Oh…I don’t remember exactly, twenty or twenty-five bucks. About half what Anatomical wants for them new.
“Don’t submit the receipt for a little while,” she said.
About two weeks later I said to her, the pygmy skeleton is never going to see the light of day at my office, is it?
“I don’t think so,” she said.
Well, then we’d better name it.
Now I don’t know if it is male or female. Physical anthropologists and skeletonologists and probably even my medical director could take one look at the pelvis and tell me; but it is hardly worth the effort. Depending on the pose it can look quite feminine or quite masculine. We needed a gender neutral name.

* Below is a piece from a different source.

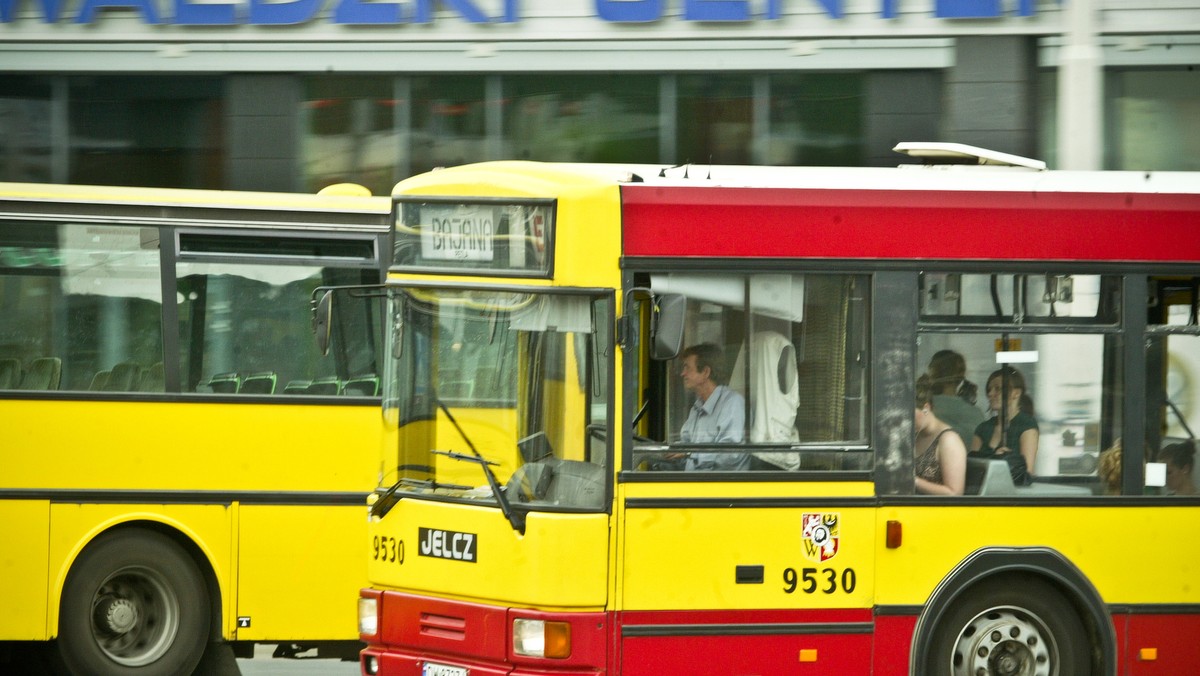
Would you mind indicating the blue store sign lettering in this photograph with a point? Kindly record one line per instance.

After considering Addison, Devon, Jaime, Logan, Riley, and Tyler, we settled on the obvious: with apologies to Gene Roddenberry and DeForest Kelly we named our pet skeleton Bones.
3 Comments:
Hehe! Great story Wil - the picture of him hanging out next to the chair made me grin.
Dammit, Jim! I'm not a...a...skeleton! :)
Great story, Wil!
Wil
I think you're going to have to post the occasional Bones picture so we know what he's up to to.